Arcom : Les « impuissants » de la République

L'Autorité de régulation de la communication audiovisuelle et numérique (Arcom) auditionnait publiquement du 8 au 17 juillet à son siège parisien 24 chaînes de télévisions candidates aux 15 fréquences de la Télévision Numérique Terrestre (TNT).  CNews et C8, propriétés du milliardaire Vincent Bolloré, sont particulièrement scrutées pour avoir violé à de nombreuses reprises leurs conventions de diffusion. Mais bien que l'audition de C8 se soit tenue dans une ambiance tendue, le passé politique du président de l'Arcom (voir encadré), ainsi que ses récentes prises de parole incitent à penser que le "gendarme de l'audiovisuel" va renouveler les fréquences TNT des télés Bolloré. Quitte à adouber également le MediaTV ?

En 2023, suite au refus de l’Arcom de mettre en demeure la chaîne Cnews pour manquement à ses obligations d'honnêteté, d'indépendance et de pluralisme, l'ONG Reporters sans frontières saisissait le Conseil d'Etat. Jusqu’à présent, le pluralisme dans les médias était "contrôlé" en se limitant à l’analyse des personnalités politiques interviewées. Le 13 février dernier, la plus haute juridiction administrative demandait à l’Arcom de réexaminer le respect du pluralisme et de l’indépendance par Cnews. Désormais, le Conseil d’État demande au gendarme de l’audiovisuel d’élargir le contrôle du pluralisme à tous les intervenants des émissions. 

Le Conseil d’État enjoint l’Arcom à "mieux contrôler le pluralisme" 

Dans une longue interview à La Tribune Dimanche le 18 février 2024, Roch-Olivier Maistre analysait cette décision du Conseil d’État, véritable coup de tonnerre dans le landerneau médiatique parisien, comme une « lecture renouvelée » de la loi de 1986. Cette loi sur la liberté de communication, impute aux chaînes de télévision d’ « assurer l’honnêteté, le pluralisme et l’indépendance de l’information ».

Mais l'Arcom ne précisait pas comment elle allait appliquer concrètement cette nouvelle jurisprudence du Conseil d'Etat. Pour beaucoup d'observateurs, ce pourrait enfin être l'occasion d'imposer le respect du pluralisme politique aux médias du groupe Bolloré (C+, Cnews, C8, ...), connus pour leur ligne éditoriale favorable à l'extrême droite.
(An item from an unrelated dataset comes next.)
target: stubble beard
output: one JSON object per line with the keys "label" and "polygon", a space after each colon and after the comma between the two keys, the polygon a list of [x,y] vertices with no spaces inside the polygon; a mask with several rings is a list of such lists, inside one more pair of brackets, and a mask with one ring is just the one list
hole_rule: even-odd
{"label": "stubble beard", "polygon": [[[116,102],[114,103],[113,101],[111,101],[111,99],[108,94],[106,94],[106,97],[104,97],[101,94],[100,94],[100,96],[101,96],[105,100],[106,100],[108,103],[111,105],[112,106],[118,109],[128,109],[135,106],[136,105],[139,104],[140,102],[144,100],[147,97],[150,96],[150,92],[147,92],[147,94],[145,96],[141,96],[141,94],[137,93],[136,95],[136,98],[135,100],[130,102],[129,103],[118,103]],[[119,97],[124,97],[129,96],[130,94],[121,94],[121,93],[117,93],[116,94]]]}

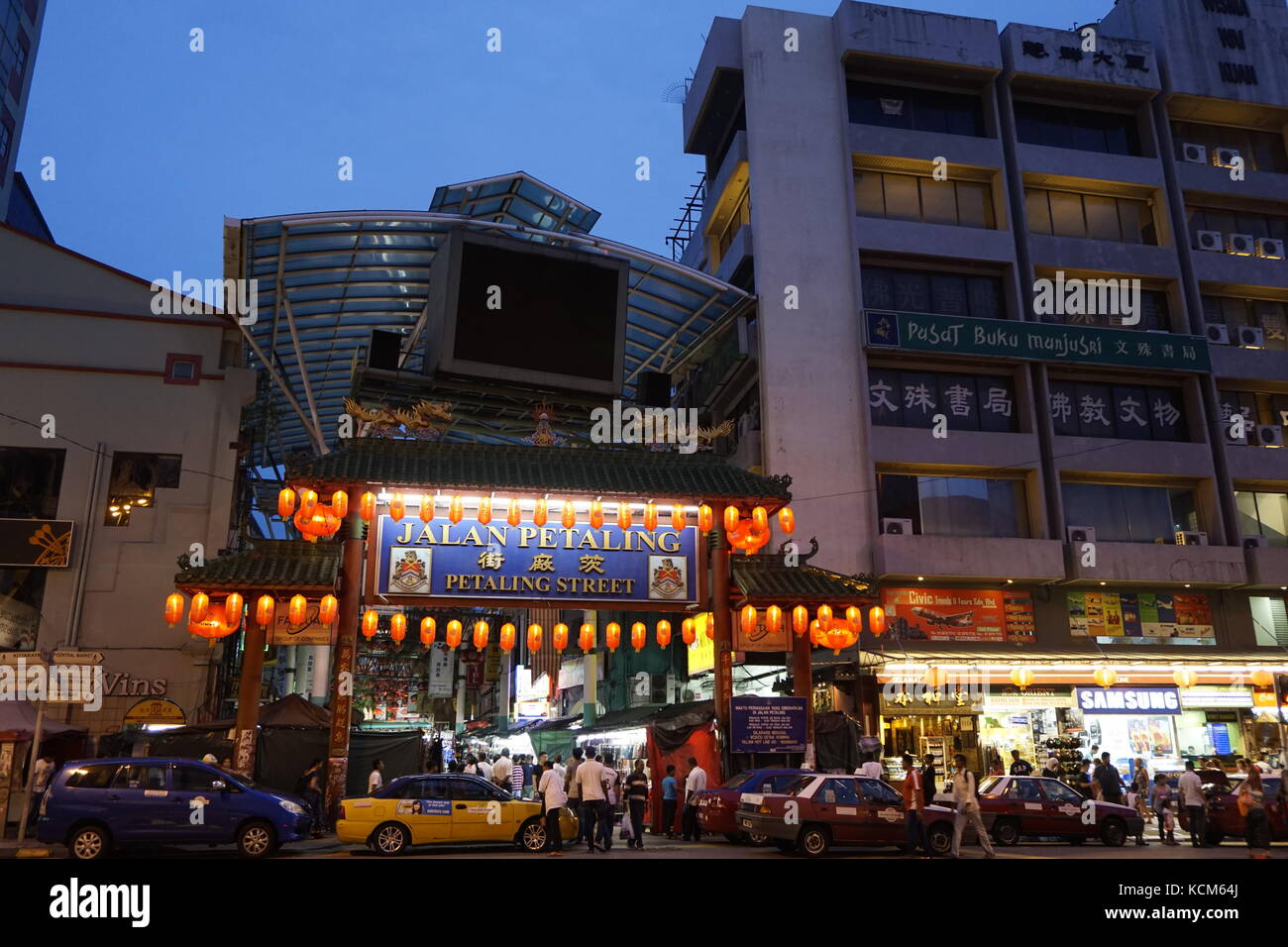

Pointant pour leur part la difficulté d'application de la décision du Conseil d'Etat, les médias Bolloré ont dénoncé sans nuance durant plusieurs jours "une entrave à la liberté de la presse et d’expression".

Une "Police de la pensée ?"

Dans son interview à La Tribune-Dimanche, Roch-Olivier Maistre se voulait rassurant : « Il n’y aura pas de catalogage des journalistes et invités. L’Arcom n’est ni la police de la pensée, ni un tribunal d’opinion ». Il ajoutait que les temps d’intervention des diverses opinions politiques seraient mesurés dans le respect de la ligne éditoriale des médias. Il y aura, selon lui, un faisceau d’indices : quelles sont les thématiques traités ? Qui sont les intervenants ? Y a-t-il une pluralité ?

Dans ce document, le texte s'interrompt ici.